A popular tax code provision for employer tuition reimbursement is set to expire on December 31, 2012 along with other Bush-era tax provisions enacted under the Economic Growth and Tax Relief Reconciliation Act of 2001 (EGTRRA) and the Jobs and Growth Tax Relief Reconciliation Act of 2003 (JGTRRA).
Specifically, Internal Revenue Code (“Code”) Section 127 currently permits employers to provide a tax-free reimbursement of up to $5,250 annually per employee, for the cost of tuition, books, and class supplies or equipment required for any undergraduate or graduate course of studies, whether or not the course of studies is related to the employee’s current job. Thus, someone employed as an engineer could receive the maximum reimbursement amount towards law school tuition, for instance, or a registered nurse could be reimbursed for a portion of medical school costs.

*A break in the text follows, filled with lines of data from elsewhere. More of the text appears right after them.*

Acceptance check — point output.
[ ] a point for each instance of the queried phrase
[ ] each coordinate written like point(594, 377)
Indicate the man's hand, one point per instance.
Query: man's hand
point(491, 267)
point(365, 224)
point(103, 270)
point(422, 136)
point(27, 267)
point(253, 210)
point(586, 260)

This is contrasted with tuition expenses reimbursed as a “working condition fringe benefit” of employment under Code Section 132(d). There is no dollar limit on such expenses however they are reimbursable only if the course or degree is related to the employee’s current job – e.g., it maintains or improves skills needed in the employee’s current job — or is expressly required by the employer or by law. Unlike working condition fringe benefits, which need only be documented through proof of tuition payment, tuition reimbursement programs under Code Section 127 must be set forth in a written plan document, and must be designed so as not to discriminate in favor of highly compensated employees.
Section 127 was originally enacted in 1978 for a five-year period ending in 1983, but like a cat with nine lives its expiration date has been extended nine separate times, most recently under EGTRRA in 2001. It is currently set to expire along with EGTRRA and JGTRRA tax cuts on December 31, 2012. It is generally acknowledged that Congress will not act to extend the cuts before the presidential election in November. It is possible that some agreement to extend the tax cuts will be reached after the election, particularly for popular, partisan-neutral provisions such as Code Section 127.
Additionally, Representatives Sam Johnson (R-TX) and Richard Neal (D-MA) introduced a bill in March 2012 that would make Section 127 a permanent part of the tax code. The bill, titled the “Employee Educational Assistance Act of 2012,”went to the House Ways and Means Committee back in March and has not surfaced on the legislative radar since then. I am tracking the bill and will continue to keep readers posted with its progress, if any, and with any budget negotiations that may resuscitate Section 127 for another multi-year stint.